The following pictures are of Feral Cats who were adopted.  You can see how the ears have been tipped.


Tarzan, a male cat with
 left ear tipped


What are Feral Cats?

Feral cats are cats that are afraid of people.  An abandoned cat becomes a stray.  A stray begins to fend for itself and eventually learns to distrust human beings.  Her kittens will be even more wary of humans.  Over time, there will be a whole colony of feral cats.  The feral colony will have  a food source, which is often a kind-hearted person who cannot afford to have the cats spayed and neutered, and could not catch them even if the money were available.

What is TNR?

TNR is a method of controlling the feral cat population by humanely Trapping them, having them Neutered, vaccinating them, and Returning them to their familiar habitat.  TNR is  effective because it produces healthy but diminishing feral cat colonies that do not exhibit the nuisance behaviors of unaltered cats.

What is the RCHS Feral Cat Program?

In Rutherford County, we have an abundant feral cat population. Our RCHS uses TNR (Trap/Neuter/Return) to deal with this problem. We have various means of trapping, tailoring our approach to the individual colony. We transport the trapped cats in carriers to several local veterinarians. The cats are surgically sterilized, given rabies and PVR shots and flea treatment, and ear-tipped. By removing the tip of one ear (left ear for males, right for females), we are able to mark the cat for later identification as a cat that is sterile and vaccinated. Female cats are sutured with "super glue" rather than conventional stitches so that they are free to go the day after surgery. We return all cats to their original colony location unless we find that a tame, adoptable cat is in the group.

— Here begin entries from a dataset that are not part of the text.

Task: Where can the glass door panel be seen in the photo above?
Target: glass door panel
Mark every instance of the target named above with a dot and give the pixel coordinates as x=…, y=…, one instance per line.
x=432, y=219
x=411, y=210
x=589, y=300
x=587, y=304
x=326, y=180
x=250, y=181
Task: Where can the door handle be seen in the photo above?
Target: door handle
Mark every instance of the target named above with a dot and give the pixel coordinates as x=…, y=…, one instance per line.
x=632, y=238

What do we do with tame cats and kittens?

Tame cats and kittens small enough to be tamed are removed from their feral colony and adopted out through the RCHS or local veterinarians whenever possible, unless the caretaker prefers to keep them.

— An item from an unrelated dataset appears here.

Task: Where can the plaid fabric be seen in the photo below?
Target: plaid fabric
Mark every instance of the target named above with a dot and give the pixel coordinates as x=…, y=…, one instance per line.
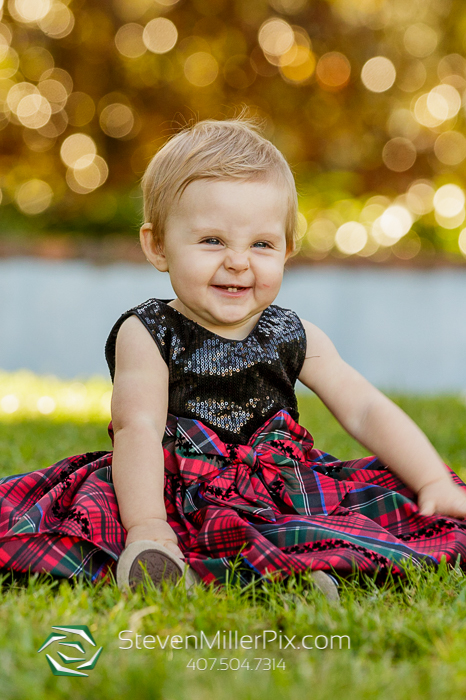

What About a Single Stray Cat?Free roaming and stray cats also come under our feral cat program. A stray cat left unaltered and unfed is a feral cat in the making! We have helped with small and single cat groups all over Rutherford County.

What about the long-term care of these cats?The RCHS always makes plans with a caretaker for the continued care of the cats we TNR. Feral colonies that are cared for by elderly or indigent caretakers fall under our "Feral Meals on Wheels" program. Local grocery stores give us dry food from damaged bags, but Humane Society members purchase the bulk of this food themselves. This food project is a good way to visit lonely elders in our county as well as to keep up with their colonies, which sometimes attract new strays that need TNR.How many feral cats has the RCHS TNR'ed so far?The Rutherford County Humane Society began assisting a few caretakers of feral colonies in 1999. By the end of 2003 we had TNRed 134 cats and kittens. In 2004 we increased our efforts and with the help of several grants and with contributions to the Feral Cat Program, we have been able to TNR 3,674 feral and stray cats by the end of December, 2013.

As the number grows we will keep you posted on this website.